Last night’s penultimate Game of Thrones episode, “The Bells,” is officially the most disappointing in the show’s history. With a Rotten Tomatoes score of just 50%, it ranks even lower than season 5’s “Unbowed, Unbent, Unbroken,” (54%) which featured Sansa Stark’s brutal, controversial rape at the hands of Ramsay Bolton. In fact, a Redditor’s data analysis of Rotten Tomato ratings over the course of the show’s history shows a steep, one-way decline in ratings since the beginning of season 8.
The fact that those two episodes stand out as outliers in a show that’s otherwise been fairly well-reviewed is no coincidence.
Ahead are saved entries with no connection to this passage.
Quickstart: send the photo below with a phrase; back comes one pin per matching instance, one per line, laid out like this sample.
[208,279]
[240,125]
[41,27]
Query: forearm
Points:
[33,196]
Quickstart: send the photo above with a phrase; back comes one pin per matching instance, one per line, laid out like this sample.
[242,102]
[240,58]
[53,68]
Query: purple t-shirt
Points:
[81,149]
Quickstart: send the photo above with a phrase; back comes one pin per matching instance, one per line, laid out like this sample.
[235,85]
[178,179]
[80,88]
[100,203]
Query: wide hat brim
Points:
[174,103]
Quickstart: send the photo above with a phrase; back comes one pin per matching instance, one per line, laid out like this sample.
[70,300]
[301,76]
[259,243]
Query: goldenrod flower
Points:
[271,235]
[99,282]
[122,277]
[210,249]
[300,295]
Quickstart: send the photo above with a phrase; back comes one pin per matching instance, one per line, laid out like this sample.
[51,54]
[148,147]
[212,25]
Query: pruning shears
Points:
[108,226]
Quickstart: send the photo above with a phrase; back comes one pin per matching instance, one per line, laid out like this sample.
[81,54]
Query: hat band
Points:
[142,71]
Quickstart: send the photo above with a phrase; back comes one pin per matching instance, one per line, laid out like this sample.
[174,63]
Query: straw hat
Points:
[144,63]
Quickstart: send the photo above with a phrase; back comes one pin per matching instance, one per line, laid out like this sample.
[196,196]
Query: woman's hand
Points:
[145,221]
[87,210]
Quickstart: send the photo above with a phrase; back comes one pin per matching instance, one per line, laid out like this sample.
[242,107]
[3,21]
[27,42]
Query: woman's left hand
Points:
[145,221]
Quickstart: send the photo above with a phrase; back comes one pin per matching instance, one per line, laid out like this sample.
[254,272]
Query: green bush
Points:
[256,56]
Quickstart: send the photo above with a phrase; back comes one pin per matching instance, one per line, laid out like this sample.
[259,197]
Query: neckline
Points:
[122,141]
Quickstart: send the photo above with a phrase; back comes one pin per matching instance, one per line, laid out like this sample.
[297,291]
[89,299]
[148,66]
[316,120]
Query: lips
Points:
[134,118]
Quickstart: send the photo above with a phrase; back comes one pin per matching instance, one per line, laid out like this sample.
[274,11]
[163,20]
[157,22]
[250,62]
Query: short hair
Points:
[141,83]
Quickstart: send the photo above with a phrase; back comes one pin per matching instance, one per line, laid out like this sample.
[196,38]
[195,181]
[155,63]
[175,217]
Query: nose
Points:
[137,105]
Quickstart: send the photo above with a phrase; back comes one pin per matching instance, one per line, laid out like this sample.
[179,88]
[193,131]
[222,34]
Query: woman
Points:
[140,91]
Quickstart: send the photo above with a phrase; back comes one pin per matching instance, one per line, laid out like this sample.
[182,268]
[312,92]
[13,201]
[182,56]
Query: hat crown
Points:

Sansa’s assault, seen through the eyes of a submissive, broken Theon (presumably in order to show us how helpless HE feels) felt like a gross injustice to the eldest Stark daughter’s character arc. Likewise, Daenerys Targaryen’s sudden Mad Queen pivot feels completely out of line with what we’ve been conditioned to expect from her so far. If there’s a lesson the Game of Thrones showrunners need to learn, it’s that trauma doesn’t equal character-building in women.
After eight seasons of claiming that she was seeking a better world, Daenerys instead chose to burn her birthright to the ground.The episode begins with her mourning Missandei, murdered by the Mountain on Cersei’s orders. For any other character, that might provide the necessary push to seek revenge at all costs. But Dany’s entire life has been full of setbacks, many worse than this one, and she’s never reacted this way. And so, we’re left wondering: is it because Jon rebuffed her? Because she believes the only way to get to the throne is to erase it completely? Because she’s upset that Westeros didn’t welcome her with open arms? Because she felt lonely on Mother’s Day without two of her children? Because she lost the one person whose main function appeared to be braiding her hair? (Sigh, Missandei deserved better.)
It all feels incompatible with the Daenerys who once locked up her dragons because she was distraught that they ate one (!) Meereenese child. How could that same Dany heartlessly set fire to thousands of innocent women and children?
One could argue that her advisors — first Jorah Mormont, then Barristan Selmy, Tyrion Lannister and Varys — had always been around to reign her in. And we did see a glimmer of this “burn it all” attitude last season, when she responded to the Tarly's refusal to bend the knee by having Drogon roast them alive. The problem is, as with everything this season, that it all feels much too rushed.
There is a case to made for a storyline about a woman coming to terms with the fact that everything she believed about herself is not so. Daenerys rose from the ashes of Drogo’s hut with three live dragons. From then on, she knows herself to be special. She’s not just any Queen, she’s the Mother of Dragons, and the Breaker of Chains. And for a while, everything seems to confirm this. The people of Meereen and Yunkai welcome her as a saviour as she frees them from centuries of slavery; the Dothraki follow her across the Narrow Sea they so fear. And then she gets to Westeros to find that the people there have not, as she’s long been told, been sewing dragon banners and praying for her return. They’re just trying to survive A) The Night King, and B) their own petty squabbles. And that is devastating to her self-esteem.
But that’s not how the story actually unfolds. Instead, Daenerys arrives in Westeros, burning her way through the Lannister forces, and showing no mercy, despite her vows to be the ruler to break the cycle of violence and cruelty. Then Jon shows up, enlists her help to fight the Night King, and bends the knee. From there, Daenerys assumes that her birthright is settled, until she runs into Sansa, the first person in Westeros who doesn’t actually believe in her right to rule. And then...she kind of loses it. That last, major shift in character happens over the course of literally three fractured episodes, with that whole Battle at Winterfell thrown in.
So, you can understand why Daenerys’ sudden decision to follow in her father’s footsteps, after eight seasons indicating the contrary, might feel a narratively confusing. It’s like the show is saying — you thought you knew who the Big Bads were? Think again! We’re throwing the biggest one in at the last possible second — and she used to be the hero!
Just as a producer was quick to defend Sansa’s arc back in the day, showrunners David Benioff and D.B Weiss attempted to justify Daenerys’ dramatic shift in a post-episode featurette, emphasising the fact that she feels betrayed by Jon (and — eye roll — the fact that he won’t sleep with her knowing she’s his aunt) as a reason for her to choose violence.
In reality, this is a storytelling flaw we’ve been seeing all season long: Jaime and Brienne have sex, and he suddenly leaves to pursue his true purpose; the Night King will be the death of everyone and everything, until he’s anticlimactically stopped half-way through the season. The pacing feels off. That’s what happens when you only have six — albeit super-sized — episodes to end an epic tale as multi-faceted and intricate such as this one. But it’s no excuse.
Worst of all, Daenerys arc appears to indicate that the show’s ultimate message will be that we cannot escape our fates, the very opposite of what it has been getting at over the course of eight seasons. And if that’s the case, then what was it all for?